Merve’s dissertation, tentatively titled “Crucible of Empire: Danubian Borderlands and the Making of Ottoman Administrative Mentalities” focuses on the Ottoman-Polish borderlands in the long 18th century (1760s-1820s), examining the changes and continuities north of the Danube River in relation to Russian and Austrian expansions. They study Ottoman news and information networks in this region and their impact on production and mobilisation of imperial knowledge.
As part of their dissertation project, Merve is training a handwritten text recognition model for 18th century Ottoman Turkish administrative hand and developing AI-based natural language processing tools for Ottoman Turkish. Their aim is to compile a large machine-readable corpus of manuscript news communiques and employ computational text analysis methods. In AY 2022-23, they were a Digital Humanities Graduate Fellow at Center for Spatial and Textual Analysis (CESTA) with their project on topic modeling in Ottoman court histories from the 18th and 19th centuries.
Merve’s research on the borderlands ties to their passion for maps and spatial humanities. They are the co-PI in Cistern: A Database of Geographical Knowledge in the Ottoman World, which they started with Adrien Zakar in Winter 2020. They also contributed to their advisor Ali Yaycıoğlu’s Mapping Ottoman Epirus project, building a placenames dataset from an Ottoman transportation map and developing a 3D model of the late-nineteenth century Ottoman Empire with exaggerated elevation data.

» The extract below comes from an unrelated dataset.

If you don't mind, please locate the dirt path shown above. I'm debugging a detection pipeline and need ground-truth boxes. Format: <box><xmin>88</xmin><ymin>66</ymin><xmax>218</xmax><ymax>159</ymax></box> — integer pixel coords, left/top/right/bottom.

Previously, Merve was a G.J. Pigott Scholar (AY 2022-23) and graduate coordinator of Stanford Humanities Center Eurasian Empires Workshop (AY 2021-22 & 2022-23). They also worked as senior graduate mentor for the Undergraduate Research Internship at CESTA from Spring 2021 to Fall 2022. Outside academia, Merve enjoys playing tennis, doing gymnastics, and all kinds of DIY projects.